Salmon v. LeFrancois

7 Mass. L. Rptr. 92
CourtMassachusetts Superior Court
DecidedMay 15, 1997
DocketNo. 942675C
StatusPublished

This text of 7 Mass. L. Rptr. 92 (Salmon v. LeFrancois) is published on Counsel Stack Legal Research, covering Massachusetts Superior Court primary law. Counsel Stack provides free access to over 12 million legal documents including statutes, case law, regulations, and constitutions.

Bluebook
Salmon v. LeFrancois, 7 Mass. L. Rptr. 92 (Mass. Ct. App. 1997).

Opinion

Sikora, J.

BACKGROUND

By an original Superior Court complaint of December 1, 1994, the plaintiff Dennis Salmon alleged that, on December 4, 1991, he had properly stopped his car at a railroad crossing in the City of Worcester; that three boxcars from a train operated by the Providence and Worcester Railroad had come loose and collided with his automobile; and that he had suffered serious personal injuries. He alleged two causes of action: one for negligent operation of a locomotive by the individual defendant Richard LeFrancois; and one for negligence (apparently by reason of respondeat superior) against Providence and Worcester Railway (“P&W”) as the employer of LeFrancois and the operator of the train.
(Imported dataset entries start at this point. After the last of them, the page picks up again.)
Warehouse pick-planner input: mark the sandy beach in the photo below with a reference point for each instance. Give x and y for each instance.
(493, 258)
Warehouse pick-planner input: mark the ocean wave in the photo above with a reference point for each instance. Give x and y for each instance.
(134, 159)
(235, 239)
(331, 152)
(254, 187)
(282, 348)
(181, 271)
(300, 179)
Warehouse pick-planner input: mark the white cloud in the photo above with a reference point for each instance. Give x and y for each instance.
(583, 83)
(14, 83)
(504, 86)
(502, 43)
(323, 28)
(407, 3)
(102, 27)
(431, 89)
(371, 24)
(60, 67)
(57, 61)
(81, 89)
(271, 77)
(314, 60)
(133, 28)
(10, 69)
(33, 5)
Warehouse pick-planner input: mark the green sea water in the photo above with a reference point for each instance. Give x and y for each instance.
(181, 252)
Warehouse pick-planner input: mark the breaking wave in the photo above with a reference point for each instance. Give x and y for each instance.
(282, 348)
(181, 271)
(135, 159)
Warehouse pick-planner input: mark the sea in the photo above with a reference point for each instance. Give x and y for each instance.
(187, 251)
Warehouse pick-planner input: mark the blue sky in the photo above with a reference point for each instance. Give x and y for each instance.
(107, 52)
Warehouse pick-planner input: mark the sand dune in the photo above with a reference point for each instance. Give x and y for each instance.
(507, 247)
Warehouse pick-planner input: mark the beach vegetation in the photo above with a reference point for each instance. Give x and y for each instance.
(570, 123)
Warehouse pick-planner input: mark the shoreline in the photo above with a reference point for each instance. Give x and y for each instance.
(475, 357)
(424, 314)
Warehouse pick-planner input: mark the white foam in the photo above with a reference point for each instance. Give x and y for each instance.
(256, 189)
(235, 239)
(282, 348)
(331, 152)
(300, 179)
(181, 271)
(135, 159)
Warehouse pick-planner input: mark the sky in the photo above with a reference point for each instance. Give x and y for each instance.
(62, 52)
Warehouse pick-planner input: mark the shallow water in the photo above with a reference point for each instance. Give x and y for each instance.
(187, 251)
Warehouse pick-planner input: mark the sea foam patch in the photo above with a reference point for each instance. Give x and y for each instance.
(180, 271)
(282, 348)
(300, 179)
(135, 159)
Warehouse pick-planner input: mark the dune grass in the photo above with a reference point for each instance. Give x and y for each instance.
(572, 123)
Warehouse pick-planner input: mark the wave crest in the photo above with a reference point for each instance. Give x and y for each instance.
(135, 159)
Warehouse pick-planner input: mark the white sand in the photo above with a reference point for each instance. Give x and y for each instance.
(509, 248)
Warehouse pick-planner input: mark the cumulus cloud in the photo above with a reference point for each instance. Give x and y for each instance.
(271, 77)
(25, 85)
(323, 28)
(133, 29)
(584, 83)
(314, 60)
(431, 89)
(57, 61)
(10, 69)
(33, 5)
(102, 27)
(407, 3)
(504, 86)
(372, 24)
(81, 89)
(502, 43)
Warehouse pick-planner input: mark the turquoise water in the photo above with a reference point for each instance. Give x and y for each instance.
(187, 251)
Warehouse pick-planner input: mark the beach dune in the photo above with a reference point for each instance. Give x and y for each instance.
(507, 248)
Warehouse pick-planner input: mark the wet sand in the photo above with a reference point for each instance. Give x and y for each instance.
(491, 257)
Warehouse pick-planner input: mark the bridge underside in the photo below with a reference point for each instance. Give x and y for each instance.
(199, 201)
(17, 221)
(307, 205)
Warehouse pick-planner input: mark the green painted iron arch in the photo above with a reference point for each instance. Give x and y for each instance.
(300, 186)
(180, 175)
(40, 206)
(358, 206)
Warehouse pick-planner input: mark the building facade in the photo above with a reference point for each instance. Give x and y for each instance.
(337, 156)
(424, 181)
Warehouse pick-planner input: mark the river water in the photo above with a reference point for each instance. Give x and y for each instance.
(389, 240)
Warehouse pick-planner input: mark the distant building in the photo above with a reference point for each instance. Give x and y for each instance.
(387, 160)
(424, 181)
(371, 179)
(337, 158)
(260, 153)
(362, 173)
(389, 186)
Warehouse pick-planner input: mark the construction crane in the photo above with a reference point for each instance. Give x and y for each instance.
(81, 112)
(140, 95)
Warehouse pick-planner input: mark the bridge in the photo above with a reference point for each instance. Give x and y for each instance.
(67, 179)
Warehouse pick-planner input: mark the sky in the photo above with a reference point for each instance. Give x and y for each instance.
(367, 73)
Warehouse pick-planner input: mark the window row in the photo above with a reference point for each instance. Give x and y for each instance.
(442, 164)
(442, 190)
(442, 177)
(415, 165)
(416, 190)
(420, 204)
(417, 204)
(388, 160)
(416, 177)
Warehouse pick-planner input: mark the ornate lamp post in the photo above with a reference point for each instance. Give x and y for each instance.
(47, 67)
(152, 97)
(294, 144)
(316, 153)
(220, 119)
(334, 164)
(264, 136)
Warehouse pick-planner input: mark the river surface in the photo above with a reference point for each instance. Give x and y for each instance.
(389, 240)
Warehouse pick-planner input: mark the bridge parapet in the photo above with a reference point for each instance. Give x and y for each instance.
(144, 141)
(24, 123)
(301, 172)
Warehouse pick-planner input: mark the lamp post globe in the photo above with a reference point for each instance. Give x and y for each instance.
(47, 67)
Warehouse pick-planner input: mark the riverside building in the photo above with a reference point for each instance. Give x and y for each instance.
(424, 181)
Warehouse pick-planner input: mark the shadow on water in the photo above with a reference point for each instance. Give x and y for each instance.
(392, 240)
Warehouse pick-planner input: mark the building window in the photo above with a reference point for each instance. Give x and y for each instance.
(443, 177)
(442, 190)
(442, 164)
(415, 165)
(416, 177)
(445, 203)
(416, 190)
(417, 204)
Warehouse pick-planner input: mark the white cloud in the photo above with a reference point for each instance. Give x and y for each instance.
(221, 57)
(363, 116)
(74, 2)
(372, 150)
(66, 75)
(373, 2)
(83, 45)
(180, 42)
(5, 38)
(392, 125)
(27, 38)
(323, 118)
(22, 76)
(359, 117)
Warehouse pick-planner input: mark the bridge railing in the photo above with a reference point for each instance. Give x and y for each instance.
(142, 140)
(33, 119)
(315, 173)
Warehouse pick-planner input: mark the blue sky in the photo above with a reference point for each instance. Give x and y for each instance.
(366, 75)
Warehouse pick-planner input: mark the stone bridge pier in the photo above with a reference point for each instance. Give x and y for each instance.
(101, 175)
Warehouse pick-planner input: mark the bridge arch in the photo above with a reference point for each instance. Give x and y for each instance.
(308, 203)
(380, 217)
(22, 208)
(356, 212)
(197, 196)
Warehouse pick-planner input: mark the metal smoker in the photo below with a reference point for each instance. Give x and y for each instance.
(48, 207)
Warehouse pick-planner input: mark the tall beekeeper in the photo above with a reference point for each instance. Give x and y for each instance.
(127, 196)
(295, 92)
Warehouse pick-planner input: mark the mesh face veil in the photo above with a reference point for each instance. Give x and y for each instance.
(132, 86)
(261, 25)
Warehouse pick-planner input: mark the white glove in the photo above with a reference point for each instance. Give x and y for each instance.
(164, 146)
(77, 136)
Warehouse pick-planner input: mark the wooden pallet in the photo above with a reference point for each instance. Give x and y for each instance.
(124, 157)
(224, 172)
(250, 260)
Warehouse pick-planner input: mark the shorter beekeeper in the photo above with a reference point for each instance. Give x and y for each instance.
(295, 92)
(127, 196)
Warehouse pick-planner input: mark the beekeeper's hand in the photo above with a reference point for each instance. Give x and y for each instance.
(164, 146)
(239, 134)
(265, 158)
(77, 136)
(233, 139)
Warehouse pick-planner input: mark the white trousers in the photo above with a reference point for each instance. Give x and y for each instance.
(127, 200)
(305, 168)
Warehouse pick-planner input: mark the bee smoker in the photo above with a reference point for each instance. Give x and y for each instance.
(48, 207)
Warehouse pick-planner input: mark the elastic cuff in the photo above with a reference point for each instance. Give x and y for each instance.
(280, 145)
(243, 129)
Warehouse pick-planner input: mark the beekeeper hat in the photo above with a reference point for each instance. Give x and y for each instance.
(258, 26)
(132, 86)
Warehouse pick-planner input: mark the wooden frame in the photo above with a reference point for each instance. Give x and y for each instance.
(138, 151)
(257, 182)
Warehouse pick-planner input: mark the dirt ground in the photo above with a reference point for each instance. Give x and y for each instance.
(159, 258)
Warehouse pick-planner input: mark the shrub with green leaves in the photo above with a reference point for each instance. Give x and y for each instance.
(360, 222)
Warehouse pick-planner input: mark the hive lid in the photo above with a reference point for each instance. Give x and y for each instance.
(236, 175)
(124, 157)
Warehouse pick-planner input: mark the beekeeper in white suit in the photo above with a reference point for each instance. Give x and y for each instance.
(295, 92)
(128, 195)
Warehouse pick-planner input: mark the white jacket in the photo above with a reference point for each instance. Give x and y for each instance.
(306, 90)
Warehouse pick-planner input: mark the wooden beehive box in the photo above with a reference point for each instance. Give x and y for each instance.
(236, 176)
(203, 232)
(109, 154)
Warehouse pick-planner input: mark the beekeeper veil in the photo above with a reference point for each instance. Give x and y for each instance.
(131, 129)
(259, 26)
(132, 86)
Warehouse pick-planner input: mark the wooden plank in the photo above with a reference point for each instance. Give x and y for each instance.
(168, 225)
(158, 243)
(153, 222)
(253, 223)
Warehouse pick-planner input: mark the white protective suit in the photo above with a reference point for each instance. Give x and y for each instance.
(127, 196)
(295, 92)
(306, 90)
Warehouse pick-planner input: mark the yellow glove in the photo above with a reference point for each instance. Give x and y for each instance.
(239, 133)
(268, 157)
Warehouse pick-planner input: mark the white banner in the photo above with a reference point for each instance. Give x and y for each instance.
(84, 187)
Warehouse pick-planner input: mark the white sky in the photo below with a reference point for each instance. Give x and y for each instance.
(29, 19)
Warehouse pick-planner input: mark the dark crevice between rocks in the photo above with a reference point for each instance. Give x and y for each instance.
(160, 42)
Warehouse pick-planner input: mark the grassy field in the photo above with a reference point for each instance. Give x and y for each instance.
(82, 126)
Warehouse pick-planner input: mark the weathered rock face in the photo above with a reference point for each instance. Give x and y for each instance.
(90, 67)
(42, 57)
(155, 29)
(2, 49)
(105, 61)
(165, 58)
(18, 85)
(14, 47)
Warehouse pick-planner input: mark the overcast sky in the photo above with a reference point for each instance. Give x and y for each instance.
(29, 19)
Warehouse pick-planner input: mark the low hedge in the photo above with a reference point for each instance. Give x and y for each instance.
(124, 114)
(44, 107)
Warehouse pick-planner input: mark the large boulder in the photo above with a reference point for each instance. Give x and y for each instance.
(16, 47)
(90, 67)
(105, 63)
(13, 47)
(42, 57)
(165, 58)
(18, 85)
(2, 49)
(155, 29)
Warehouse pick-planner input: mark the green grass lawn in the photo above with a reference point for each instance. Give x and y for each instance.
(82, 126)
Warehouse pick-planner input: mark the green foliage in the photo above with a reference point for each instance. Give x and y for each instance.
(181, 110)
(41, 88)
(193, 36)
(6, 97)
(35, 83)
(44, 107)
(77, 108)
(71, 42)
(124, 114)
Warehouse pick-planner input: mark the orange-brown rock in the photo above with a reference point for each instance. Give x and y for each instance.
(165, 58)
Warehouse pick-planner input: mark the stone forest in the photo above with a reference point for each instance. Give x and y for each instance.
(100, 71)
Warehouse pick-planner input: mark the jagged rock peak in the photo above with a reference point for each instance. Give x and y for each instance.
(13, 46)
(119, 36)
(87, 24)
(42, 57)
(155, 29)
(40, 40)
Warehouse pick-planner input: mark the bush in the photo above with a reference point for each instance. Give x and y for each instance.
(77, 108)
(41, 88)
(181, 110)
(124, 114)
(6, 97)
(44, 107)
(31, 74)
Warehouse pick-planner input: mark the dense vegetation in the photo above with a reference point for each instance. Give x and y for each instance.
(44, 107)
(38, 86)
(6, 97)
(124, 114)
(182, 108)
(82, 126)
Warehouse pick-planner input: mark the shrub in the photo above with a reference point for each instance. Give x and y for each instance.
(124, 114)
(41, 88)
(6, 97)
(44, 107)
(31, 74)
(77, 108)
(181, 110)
On or about February 6, 1996, by response to interrogatories provided by Salmon, both P&W and LeFrancois alleged (answer 17):

The owner of the subject boxcars, Illinois Central Railroad, was negligent in its maintenance and repair of the defective handbrake on the lead boxcar. Such negligence, it is contended, was the sole proximate cause of the accident which is the subject of the plaintiffs Complaint.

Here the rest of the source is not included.